SUMMARY: Overexpression of metastasis-associated lung adenocarcinoma transcript 1 (MALAT1) in various tumor tissues and cell lines was found to promote tumor cell proliferation, migration, and invasion. However, the role of MALAT1 in gastric cancer (GC) is still unclear. We aimed to investigate the correlation between long-chain non-coding RNAs (lncRNAs), MALAT1, MicroRNAs (miRNA) and vascular endothelial growth factor A (VEGFA) in gastric cancer and to disclose underlying mechanism. The correlation between MALAT1 levels and clinical features was analyzed by bioinformatics data and human samples. The expression of MALAT1 was down regulated in AGS cells to detect the cell proliferation, migration, and invasion characteristics, as well as the effects on signal pathways. Furthermore, we validated the role of MALAT1/miR-330-3p axis in GC by dual luciferase reporter gene assays. Expression of MALAT1 was higher in cancer tissues than in para-cancerous tissues. The high MALAT1 level predicted malignancy and worse prognosis. Down-regulation of MALAT1 expression in AGS cells inhibited cell proliferation, migration, and invasion by targeting VEGFA. By dual luciferase reporter gene assay and miR-330-3p inhibitor treatment, we demonstrate that MALAT1 sponged miR-330-3p in GC, leading to VEGFA upregulation and activation of the mTOR signaling pathway. The MALAT1/miR-330-3p axis regulates VEGFA through the mTOR signaling pathway and promotes the growth and metastasis of gastric cancer.

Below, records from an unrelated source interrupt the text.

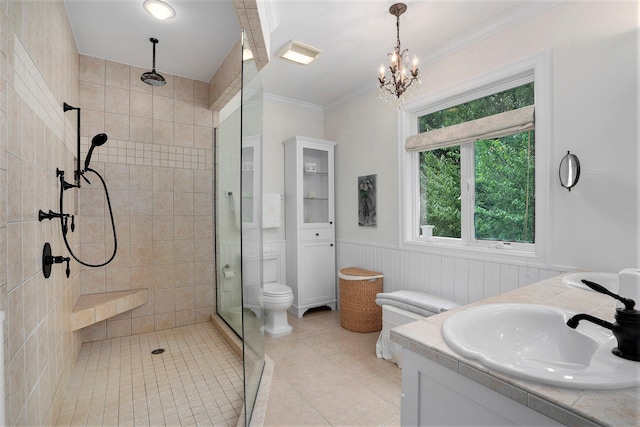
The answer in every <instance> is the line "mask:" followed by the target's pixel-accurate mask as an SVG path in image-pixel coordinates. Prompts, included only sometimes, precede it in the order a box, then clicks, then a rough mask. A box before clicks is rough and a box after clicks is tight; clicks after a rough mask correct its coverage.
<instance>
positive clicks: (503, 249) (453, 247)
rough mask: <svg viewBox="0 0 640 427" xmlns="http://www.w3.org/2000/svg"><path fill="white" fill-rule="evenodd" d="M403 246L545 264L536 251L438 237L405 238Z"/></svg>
mask: <svg viewBox="0 0 640 427" xmlns="http://www.w3.org/2000/svg"><path fill="white" fill-rule="evenodd" d="M401 247H402V248H403V249H407V250H412V251H417V252H425V253H429V254H433V255H441V256H451V257H464V258H468V259H475V260H481V261H496V262H508V263H516V264H526V265H531V266H540V267H542V266H543V265H544V263H543V262H542V261H541V260H540V257H539V255H538V254H537V253H536V252H532V251H523V250H520V249H514V248H510V249H506V248H504V249H501V248H488V247H480V246H466V245H461V244H456V243H451V242H446V241H443V240H442V239H438V238H437V237H431V238H416V239H412V240H405V241H404V242H403V243H402V244H401Z"/></svg>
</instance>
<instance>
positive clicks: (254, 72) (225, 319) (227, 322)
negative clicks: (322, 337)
mask: <svg viewBox="0 0 640 427" xmlns="http://www.w3.org/2000/svg"><path fill="white" fill-rule="evenodd" d="M247 49H249V47H248V46H247V44H246V37H244V34H243V51H245V52H246V51H247ZM243 56H245V58H243V63H242V88H241V93H240V102H239V103H238V101H237V100H236V101H235V102H236V107H235V109H234V107H233V106H232V105H233V102H234V101H231V102H230V105H229V106H227V107H225V109H227V108H228V110H232V111H231V112H230V113H229V111H225V114H224V117H225V118H224V119H223V120H222V122H221V123H220V125H219V126H218V128H217V130H216V215H215V217H216V266H217V274H216V278H217V287H216V298H217V299H216V301H217V304H216V305H217V312H218V315H219V316H220V317H221V318H222V319H223V320H224V321H225V322H226V323H227V324H228V325H229V326H230V327H231V328H232V329H233V331H234V332H235V333H236V334H237V335H238V336H239V337H240V338H241V339H242V343H243V367H244V398H245V399H244V402H245V425H247V426H248V425H249V422H250V421H251V415H252V413H253V408H254V405H255V401H256V396H257V393H258V388H259V386H260V379H261V377H262V370H263V368H264V336H263V332H262V327H263V325H264V319H263V316H262V310H261V308H260V303H259V293H260V291H261V289H262V150H261V146H262V83H261V81H260V78H259V75H258V70H257V67H256V65H255V62H254V61H253V59H251V58H247V56H246V55H243Z"/></svg>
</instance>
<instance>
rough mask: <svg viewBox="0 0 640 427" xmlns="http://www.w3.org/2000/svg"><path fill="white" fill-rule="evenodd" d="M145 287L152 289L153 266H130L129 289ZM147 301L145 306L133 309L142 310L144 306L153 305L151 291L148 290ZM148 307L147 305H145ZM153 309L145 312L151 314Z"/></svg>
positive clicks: (152, 294) (138, 310)
mask: <svg viewBox="0 0 640 427" xmlns="http://www.w3.org/2000/svg"><path fill="white" fill-rule="evenodd" d="M140 288H147V289H150V290H152V289H153V267H151V266H144V267H132V268H131V289H140ZM147 299H148V302H147V304H146V305H145V306H143V307H140V308H137V309H134V311H138V312H144V307H146V306H151V307H153V301H152V299H153V292H149V293H148V295H147ZM147 308H148V307H147ZM152 313H153V311H151V312H150V313H146V314H152Z"/></svg>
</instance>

Se descubrió que la sobreexpresión del transcrito 1 de adenocarcinoma de pulmón asociado a metástasis (MALAT1) en varios tejidos tumorales y líneas celulares promueve la proliferación, migración e invasión de células tumorales. Sin embargo, el papel de MALAT1 en el cáncer gástrico (CG) aún no está claro. Nuestro objetivo fue investigar la correlación entre los ARN no codificantes de cadena larga (lncRNA), MALAT1, los microARN (miARN) y el factor de crecimiento endotelial vascular A (VEGFA) en el cáncer gástrico y revelar el mecanismo subyacente. La correlación entre los niveles de MALAT1 y las características clínicas se analizó mediante datos bioinformáticos y muestras humanas. La expresión de MALAT1 se reguló negativamente en las células AGS para detectar las características de proliferación, migración e invasión celular, así como los efectos sobre las vías de señales. Además, validamos el papel del eje MALAT1/miR- 330-3p en GC mediante ensayos de genes indicadores de luciferasa dual. La expresión de MALAT1 fue mayor en tejidos cancerosos que en tejidos paracancerosos. El alto nivel de MALAT1 predijo malignidad y peor pronóstico. La regulación negativa de la expresión de MALAT1 en células AGS inhibió la proliferación, migración e invasión celular al apuntar a VEGFA. Mediante un ensayo de gen indicador de luciferasa dual y un tratamiento con inhibidor de miR-330-3p, demostramos que MALAT1 esponjaba miR-330-3p en GC, lo que lleva a la regulación positiva de VEGFA y la activación de la vía de señalización mTOR. El eje MALAT1/miR-330-3p regula VEGFA a través de la vía de señalización mTOR y promueve el crecimiento y la metástasis del cáncer gástrico.